China helped build Pyinmana’s main power source at Paunglaung, east of Pyinmana—a huge underground hydro-electric plant generating 280 megawatts,
Burma’s first and biggest of its kind.
“China has been well aware of the development in Pyinmana,” said Aung Kyaw Zaw, a Burmese military analyst. “Unlike other countries, it shows no surprise about the [government’s] sudden move to Pyinmana.”

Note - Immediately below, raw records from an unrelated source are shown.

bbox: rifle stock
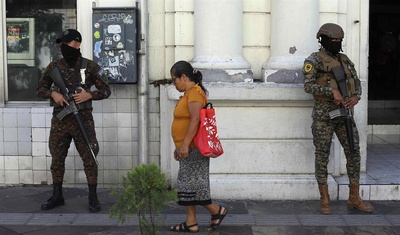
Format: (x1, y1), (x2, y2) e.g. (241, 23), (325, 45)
(329, 64), (355, 153)
(49, 66), (99, 165)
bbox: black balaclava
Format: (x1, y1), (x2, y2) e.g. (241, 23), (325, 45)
(321, 35), (342, 55)
(60, 43), (82, 67)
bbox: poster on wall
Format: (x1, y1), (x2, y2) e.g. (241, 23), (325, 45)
(92, 8), (137, 83)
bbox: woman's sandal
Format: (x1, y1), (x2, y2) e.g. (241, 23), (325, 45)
(208, 206), (228, 233)
(169, 222), (200, 233)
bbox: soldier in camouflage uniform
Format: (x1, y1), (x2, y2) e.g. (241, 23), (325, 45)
(36, 29), (111, 212)
(303, 23), (373, 214)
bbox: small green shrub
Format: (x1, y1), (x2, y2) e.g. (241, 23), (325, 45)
(110, 163), (177, 235)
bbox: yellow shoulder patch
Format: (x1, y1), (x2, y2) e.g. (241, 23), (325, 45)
(304, 63), (313, 73)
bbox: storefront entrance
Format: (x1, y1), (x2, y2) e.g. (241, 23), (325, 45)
(368, 0), (400, 125)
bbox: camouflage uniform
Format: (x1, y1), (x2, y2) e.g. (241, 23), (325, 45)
(303, 48), (361, 185)
(36, 58), (111, 184)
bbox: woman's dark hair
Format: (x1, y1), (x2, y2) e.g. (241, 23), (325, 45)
(170, 60), (208, 95)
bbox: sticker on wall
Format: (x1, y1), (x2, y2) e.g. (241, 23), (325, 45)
(107, 24), (122, 34)
(117, 42), (124, 49)
(113, 34), (121, 42)
(104, 37), (112, 46)
(93, 41), (103, 58)
(93, 31), (100, 39)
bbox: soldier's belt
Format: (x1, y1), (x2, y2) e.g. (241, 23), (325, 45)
(329, 109), (347, 119)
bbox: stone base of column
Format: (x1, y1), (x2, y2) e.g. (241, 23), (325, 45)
(261, 56), (305, 83)
(199, 69), (253, 82)
(210, 174), (338, 200)
(261, 69), (304, 83)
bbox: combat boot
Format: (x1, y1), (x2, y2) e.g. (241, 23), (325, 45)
(89, 184), (100, 212)
(347, 184), (374, 213)
(41, 183), (65, 210)
(318, 185), (332, 215)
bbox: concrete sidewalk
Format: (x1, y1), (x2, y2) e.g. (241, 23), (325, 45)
(0, 186), (400, 235)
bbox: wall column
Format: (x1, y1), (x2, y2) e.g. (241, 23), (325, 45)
(262, 0), (319, 83)
(192, 0), (252, 81)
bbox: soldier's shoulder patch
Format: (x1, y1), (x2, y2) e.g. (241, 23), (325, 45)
(303, 61), (314, 73)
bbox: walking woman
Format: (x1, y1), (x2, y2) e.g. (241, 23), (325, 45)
(170, 61), (228, 233)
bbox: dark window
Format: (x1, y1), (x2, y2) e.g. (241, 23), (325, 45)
(6, 0), (76, 101)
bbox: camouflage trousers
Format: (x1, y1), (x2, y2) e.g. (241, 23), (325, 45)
(49, 113), (99, 184)
(311, 117), (361, 185)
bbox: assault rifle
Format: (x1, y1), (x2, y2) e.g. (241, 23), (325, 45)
(329, 57), (354, 153)
(49, 66), (99, 165)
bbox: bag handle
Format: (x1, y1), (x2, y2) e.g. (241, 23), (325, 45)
(203, 102), (213, 109)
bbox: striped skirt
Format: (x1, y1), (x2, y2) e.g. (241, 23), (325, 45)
(177, 147), (211, 206)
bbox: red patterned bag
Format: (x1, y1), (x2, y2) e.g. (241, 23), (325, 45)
(193, 103), (224, 158)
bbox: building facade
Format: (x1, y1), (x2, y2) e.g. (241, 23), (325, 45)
(0, 0), (384, 199)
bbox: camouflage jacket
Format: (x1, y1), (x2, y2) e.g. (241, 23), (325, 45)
(36, 58), (111, 112)
(303, 49), (362, 120)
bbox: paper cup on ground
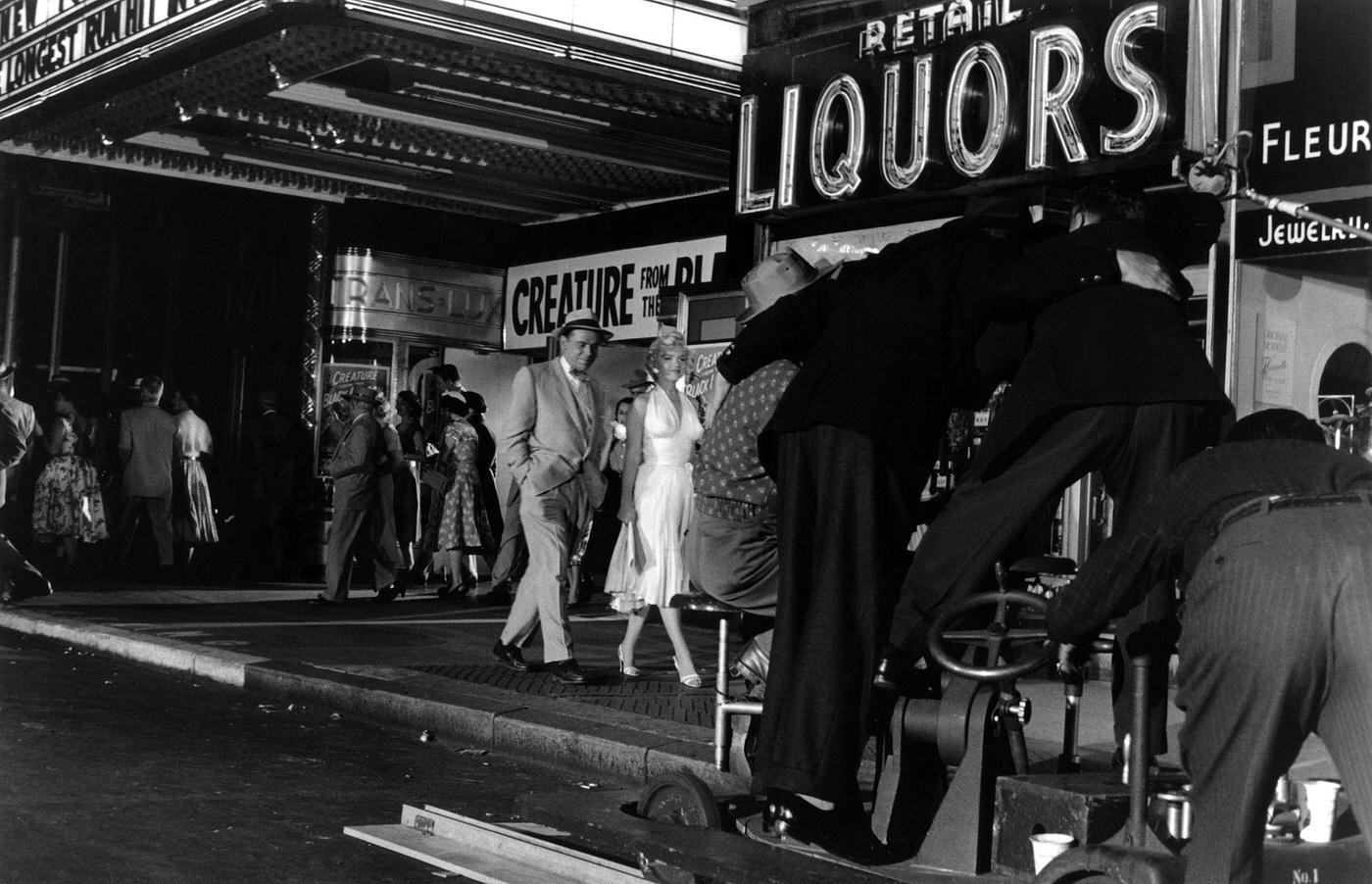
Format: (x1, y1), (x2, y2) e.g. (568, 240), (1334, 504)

Although the junta has been trying to sell the move to Pyinmana as a logical political decision, observers see it as the result of a paranoid fear of foreign invasion and civil unrest. The generals are known to have discussed seriously their fears of invasion by an outside power, presumably the US, and the need to withdraw to a defensible stronghold away from the sea. An additional reason is thought to be the need for a contingency plan to meet any national uprising. Part of this plan is said to be the regime’s acquisition of 1,000 armed personnel carriers from the Ukraine, vehicles suitable for use only in local military engagements.
With its transformation into a new national capital, Pyinmana will undoubtedly grow over time. But, in view of the regime’s record in crippling the economic and social life of the nation, the question remains: at what cost?
Burma’s Other “Mini-Capitals”
Burma’s new administrative center is by no means the first artificial “capital” to spring up in the Burmese landscape. More than a dozen have been set up over the years by drug war lords and rebel leaders—among them Mong La (pictured here). Once an unknown village on the Burmese-Chinese border, Mong La was developed by former drug lord Sai Lin, who reached a ceasefire with Rangoon in 1989.

Sai Lin, aka Lin Mingxian, was a member of the Communist Party of Burma, which faced disintegration in 1989. He now leads the National Democratic Alliance Army. Like Sai Lin, Burma’s ethnic rebel leaders who reached ceasefire deals with Rangoon have developed their own mini-capitals or kingdoms.